At the same time, I think historical context is helpful. We had in 1995, and then reiterated in 1998, the internet tidal wave memo at Microsoft. This was Bill Gates telling everyone, “The internet is the most significant transformation in the history of computing.” They didn't rename themselves, but the articulation was nevertheless as significant. So we have had examples of that before.

What are the biggest misconceptions about the metaverse?

First, the idea that the metaverse is immersive virtual reality, such as an Oculus or Meta Quest. That's an access device. It would be akin to saying the mobile internet is a smartphone. In addition, we know that virtual reality headsets, at least as mainstream devices, are quite a ways off. They may ultimately become the best, most popular preferred way to access the metaverse. But they're not the metaverse. They're not a requirement.

We also hear a conflation with video games, virtual worlds. This makes sense, given the best examples of interconnected virtual worlds of extraordinary diversity are in Roblox and Minecraft. But it would be a lot like saying that the consumer-facing AOL portal is the internet, and reflective of the enormity of the internet's opportunity.

The last is a belief that the metaverse replaces everything. We’re in the mobile era, but we're still using personal computers. I have a hard line into my household network, and all of the data transmission is on fixed-line infrastructure running on TCP/IP.

We should think of the metaverse as perhaps changing the devices we use, the experiences, business models, protocols and behaviors that we enjoy online. But we'll keep using smartphones, keyboards. We don't need to do all video conferences or all calls in 3D. It's supplements and complements, doesn't replace everything.

Still, your book claims that the metaverse will “revolutionize everything.” It’s easy to see it have a massive impact on gaming and Hollywood, but a lot of industrial applications aren’t quite as obvious. Sure, using VR and 3D may make sense for construction and manufacturing, but do they really need avatars and an interoperable metaverse?

Many of the leading use cases for the industry are more focused on single-instance simulation. XR surgery, or a building simulation. But when you have the ability to daisy-chain simulations to communicate and exchange information, utility increases.
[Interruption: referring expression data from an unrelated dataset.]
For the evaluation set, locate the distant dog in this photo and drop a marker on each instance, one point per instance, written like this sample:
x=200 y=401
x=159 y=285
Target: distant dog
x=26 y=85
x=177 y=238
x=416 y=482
We always knew that network effects were important with communication technology. We've known that since cell phones, since the postal system. And yet we nevertheless underestimated the importance of network effects in the interim, and [weren’t able to predict] that just having a common identity system à la Facebook would produce one of the world's most powerful companies.

And so you're right to say that some of these applications don't strictly require interoperability, but we have certainly learned that there's extraordinary value from doing so. We can identify some of the instances in which the use cases are advantaged by it, i.e., rather than just you doing one enterprise simulation, we connect all of ours for collaboration. But lastly, we've learned not to underestimate what we can't yet predict.